Red Sox keep World Series MVP Lowell with three-year deal

Updated: November 21, 2007, 12:40 AM ET
ESPN.com news services

Mike Lowell and the Boston Red Sox finalized a three-year, $37.5 million deal Tuesday.

Mike Lowell

Lowell

Both sides have been in intense negotiations all Monday. According to ESPN's Peter Gammons, both the Phillies and Dodgers were apparently willing to go to four years, but Lowell wanted to remain in Boston.

"I feel the fans have embraced me, and I feel like I've embraced the fan base of Boston since Day 1," he said.

According to ESPN.com's Buster Olney, the Phillies engaged the free-agent third baseman in a conference call on Sunday night, where the framework of a four-year, $50 million deal was discussed. After Lowell spoke with general manager Pat Gillick, assistant GM Ruben Amaro and manager Charlie Manuel, there was a period of about an hour or so where it looked like Lowell was going to sign with the Phillies.

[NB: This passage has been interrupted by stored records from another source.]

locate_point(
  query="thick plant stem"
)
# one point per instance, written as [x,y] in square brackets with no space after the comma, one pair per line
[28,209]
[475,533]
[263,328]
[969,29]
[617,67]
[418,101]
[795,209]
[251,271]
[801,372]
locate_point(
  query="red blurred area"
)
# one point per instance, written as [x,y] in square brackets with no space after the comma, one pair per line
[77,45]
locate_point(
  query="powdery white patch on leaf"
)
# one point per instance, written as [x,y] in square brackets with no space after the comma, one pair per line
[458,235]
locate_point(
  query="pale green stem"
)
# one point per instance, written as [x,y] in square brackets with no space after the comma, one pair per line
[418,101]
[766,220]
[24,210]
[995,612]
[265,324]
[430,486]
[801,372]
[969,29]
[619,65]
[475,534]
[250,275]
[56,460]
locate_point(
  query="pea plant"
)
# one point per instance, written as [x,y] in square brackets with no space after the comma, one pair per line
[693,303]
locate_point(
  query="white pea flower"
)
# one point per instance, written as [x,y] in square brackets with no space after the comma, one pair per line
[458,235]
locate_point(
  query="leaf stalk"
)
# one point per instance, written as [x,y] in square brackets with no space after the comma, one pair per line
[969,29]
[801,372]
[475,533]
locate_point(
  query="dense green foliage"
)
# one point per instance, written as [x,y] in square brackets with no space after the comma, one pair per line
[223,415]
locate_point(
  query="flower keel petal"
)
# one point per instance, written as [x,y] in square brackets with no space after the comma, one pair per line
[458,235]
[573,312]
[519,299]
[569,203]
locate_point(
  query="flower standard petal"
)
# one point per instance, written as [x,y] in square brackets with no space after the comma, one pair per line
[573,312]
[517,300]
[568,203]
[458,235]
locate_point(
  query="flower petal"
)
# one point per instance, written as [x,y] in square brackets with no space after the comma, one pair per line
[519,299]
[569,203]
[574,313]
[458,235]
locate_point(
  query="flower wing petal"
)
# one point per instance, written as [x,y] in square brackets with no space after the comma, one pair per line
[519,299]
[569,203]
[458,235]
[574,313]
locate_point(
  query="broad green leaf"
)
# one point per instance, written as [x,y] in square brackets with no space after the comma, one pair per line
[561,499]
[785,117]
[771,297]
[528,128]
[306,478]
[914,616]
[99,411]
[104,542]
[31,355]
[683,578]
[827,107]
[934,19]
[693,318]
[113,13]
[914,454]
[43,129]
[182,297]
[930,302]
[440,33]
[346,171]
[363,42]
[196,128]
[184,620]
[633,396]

The offer would have been formalized if Lowell had agreed to the deal.

Gillick last week flatly denied any interest in Lowell and had indicated that they were going to spend the Phillies' available money on pitching.

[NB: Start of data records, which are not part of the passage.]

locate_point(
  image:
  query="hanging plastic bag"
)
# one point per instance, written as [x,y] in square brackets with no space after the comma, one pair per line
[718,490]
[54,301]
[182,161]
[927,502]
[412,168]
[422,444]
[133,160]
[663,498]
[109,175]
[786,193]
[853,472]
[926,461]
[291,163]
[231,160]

Sam Levinson, one of his agents, joked about the contract length, asking the first question on a telephone conference call and inquiring whether Red Sox general manager Theo Epstein would add a fourth year.

"Well Sam. I've heard you ask that before," Epstein said, chuckling. "We're going to hold off. We're very happy with the contract that we signed Mike to and look forward to a great three years. Appreciate the interest, though."

Another possibility was the New York Yankees, who wanted Lowell to switch to first and could've hurt their major rival with the signing.

"This utter hatred for the organization I just don't have because they actually helped me in a big way," said Lowell, who was drafted by the Yankees and came up through their organization.

His interest in New York "was somewhat diminished by the fact of moving to first," he said.

Lowell gets $12 million in each of the next three years and a $1.5 million signing bonus.

"The tough part was searching between four years from other teams and three years with the Red Sox, but I can't say that I'm upset with the situation," Lowell said. "I mean, how can you be upset with the money that I'm going to be making in the next three years and with the team that I believe is going to compete for a world title."

In the three weeks since winning their second championship in four seasons, the Red Sox have re-signed their two biggest free agents, Lowell and pitcher Curt Schilling, and picked up options on Tim Wakefield and Julian Tavarez.

"How cool is that?" Red Sox pitcher Schilling posted on his blog. "Leaving years and dollars on the table to come back here for three more years, good stuff. Pretty nice to think you are fans in a town that is now a desired destination for athletes across the major sports. Come a long way for sure.

"Congrats to Mike and I've already spoken with a few guys on the team and suffice to say we're all" ecstatic, Schilling said.

Lowell followed a superlative regular season -- career highs in batting average (.324) and RBIs (120) to go with 21 home runs in 154 games -- with an outstanding October. In Boston's four-game sweep of Colorado, Lowell hit .400 (6-for-15) with four RBIs, three walks and a team-high six runs in winning the World Series.

He homered, doubled and scored twice in the Game 4 clincher at Denver's Coors Field en route to being named the World Series MVP.

Lowell, who made $9 million last year, was selected by the Yankees in the 20th round of the 1995 amateur draft. He played eight games for New York in the 1998 season before being dealt to the Florida Marlins in February 1999. He was acquired by Boston from Florida in November 2005 in the Josh Beckett trade.

Lowell's teammates and fans made clear that they wanted to see him back in Boston -- and urged them not to pursue Yankees third baseman Alex Rodriguez, who became a free agent before deciding to return to New York.

"Forget about A-Rod. We've got Mike Lowell in the house," Ramirez yelled out during the team's victory parade through Boston.

A four-time All-Star, Lowell was the honorary grand marshal at a Disney World parade last week. In announcing his new contract, the team also said Lowell had been named this year's Thomas A. Yawkey Award recipient, as the team's most valuable player. He becomes just the third Red Sox third baseman to win the award, after Frank Malzone in 1957 and 1959, and Wade Boggs in 1985.

The other remaining Red Sox free agents are backup outfielders Bobby Kielty and Eric Hinske, shortstop Royce Clayton, relievers Eric Gagne and Mike Timlin and backup catcher Doug Mirabelli.

Information from The Associated Press was used in this report.